The Expendables: An Action-Packed Thrill Ride for Chauvinist Pigs
The Expendables (2010, Stallone) is a reactionary movie in which a cast of pigs must go ‘behind enemy lines’ into the Third World. The plot was minimalist, and the characters, all played by big-name action stars, were largely forgettable. Despite this and in no small part because of its ultra-reactionary message, The Expendables debuted number one in Amerikan theaters, grossing 17 million dollars in tickets sales on its opening weekend.
In the movie, Sylvester Stallone accepts a contract from the CIA and leads to small band of mercenaries to the fictional Latin American island-country of Vilena. There, a rogue CIA agent rules via proxy and profits greatly from the production of illicit drugs. On a reconnaissance mission, Stallone and his partner are discovered, resulting in a high speed chase and the outing of their contact on the island, the daughter of a puppet general who nominally rules the island.

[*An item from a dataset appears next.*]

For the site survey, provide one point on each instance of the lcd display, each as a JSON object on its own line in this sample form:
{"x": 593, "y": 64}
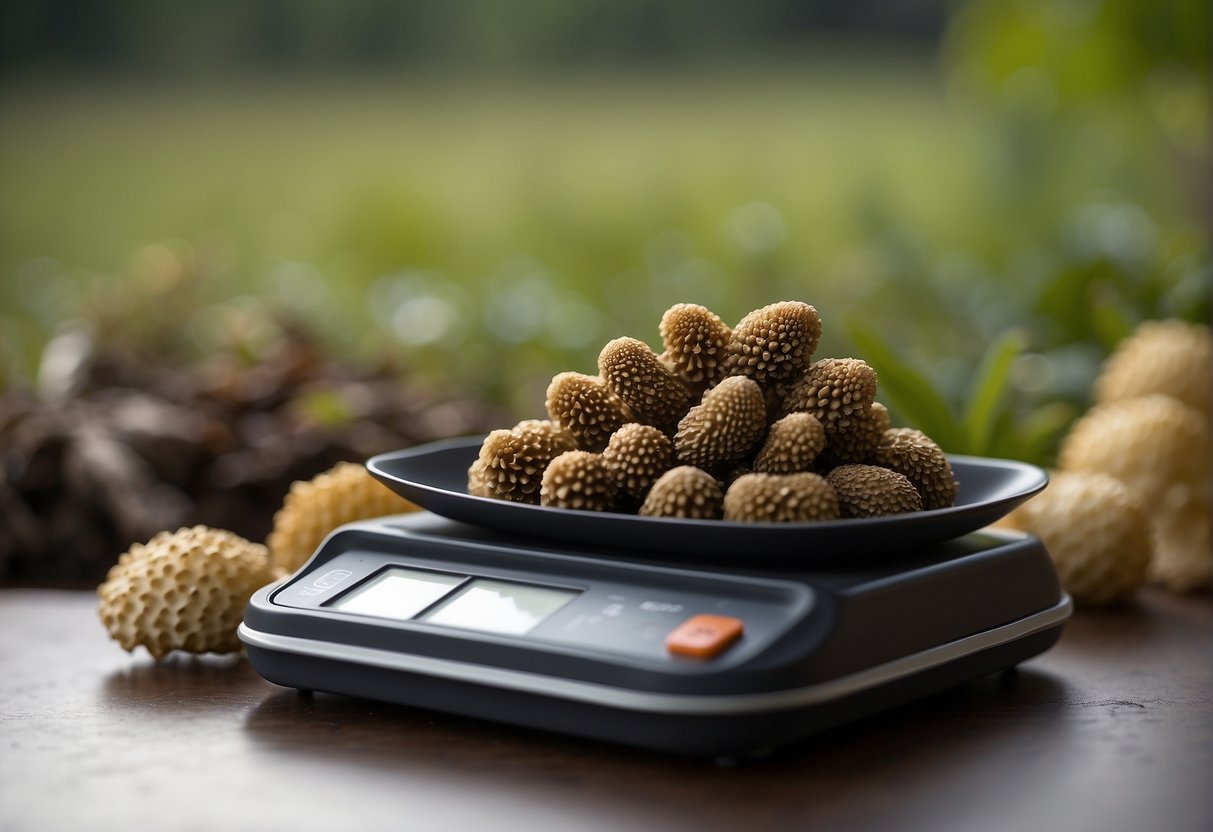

Ostensibly because Stallone feels bad about putting the general’s daughter in danger, he and his team return to the island to finish the job. After killing what seems to be hundreds of soldiers and blowing up the presidential palace, Stallone and his crew succeed in killing the rogue CIA agent and his henchmen. Rather than keeping the contract money, Stallone gives it to the general’s daughter before bidding her farewell.
The general message of the movie is not that ‘Amerika saves the day’ or ‘Amerika always wins,’ though both of these elements were present. Rather, the message behind The Expendables is that it is inconsequential and even heroic to travel to Third World countries, killing nameless, faceless brown people and causing untold destruction. The movie is one of tacit hate towards Third World peoples.
Other aspects of the movie are also problematic. Besides the general’s daughter, the only other prominent female is the girlfriend of a ‘protagonist’ character played by Jason Statham. She seems drawn to controlling and abusive, yet emotionally-distant men. She leaves Statham’s character for another man who physically abuses her, and returns to the ‘protagonist’ after he beats up the new boyfriend and his friends. The general’s daughter herself never acts as an independent agent. In both cases, women are portrayed as helpless, naive and in need of rescue. That said, compared to the above analysis regarding the movie’s view towards the Third World, this is a minor issue. In fact, the First World often cynically raises gender issues in its attacks on Muslim and other Third World countries. If the mercenaries were traveling to Iran or Afghanistan, for example, we imagine the film would have included stronger women ‘protagonists’.
The portrayal of people of color is also questionable. The main non-White protagonist is played by Jet Lee, a Chinese martial arts actor. Jet Lee’s character is docile. Throughout the movie he asks for a pay raise and it is implied he makes less than his colleagues. These requests are met with annoyance and dismissal. He’s portrayed as contributing less to the team’s success. Jet Lee’s character helps promote the Amerika’s ideal oppressed national: subservient and loyal, yet marginalized.
The most prominent people of African descent throughout the movie are a group of pirates in the opening scene. After demanding more ransom money, Stallone’s mercenary team massacres them. One ‘protagonist’ character, played by Dolph Lundgren, attempts to hang one of the African pirates but is stopped by his teammates. Though the scene opens a mini-arc revolving around the character’s fall from grace and reform, the racist undertones are apparent and shocking. The mercenary team does include one Black guy, but his role is marginal at best.
The portrayal of men is also extremely one-sided. They are shown as fighters: big muscles, gun and knife toting, ready for action, etc. In some scenes, contrived dialogue is supplemented with hulkish, contrived poses. The Expendables, though hardly alone, helps promote an imagine of men as warriors whose main value is being able to kill, harm and intimidate those Amerika is set against.
The imperialist media often hypes Third World culture which explicitly (and rightly) promotes hate against the oppressor. However, movies such as The Expendables promote an implicit hate of the Third World and its broad masses. The drama and petty motivations of a handful of pig mercenaries is shown as significant whereas the Third World people they rampage through are not. No moment is paid to question what happened to Vilena after the mercenaries leave, though the movie supposedly ends on a happy note as all the conflicts amongst the pigs seem to be resolved. In short, according to the movie, Third World people are worthless and Amerikan pigs are valuable. While it’s not as direct as the revolutionary slogan, “Hate Amerika,” the reactionary message presented by movies such as The Expendables opens the door for great violence to be inflicted up the majority, Third World masses.
Like much of Amerikan culture, The Expendables has nothing to offer revolutionaries and the new world we seek to create. Along with Amerika itself, movies such as The Expendables will be swept away, perhaps viewed most often by and studied by academics, who will remind future generations just how chauvinist, militarist, hate-filled and reactionary Amerikans really were.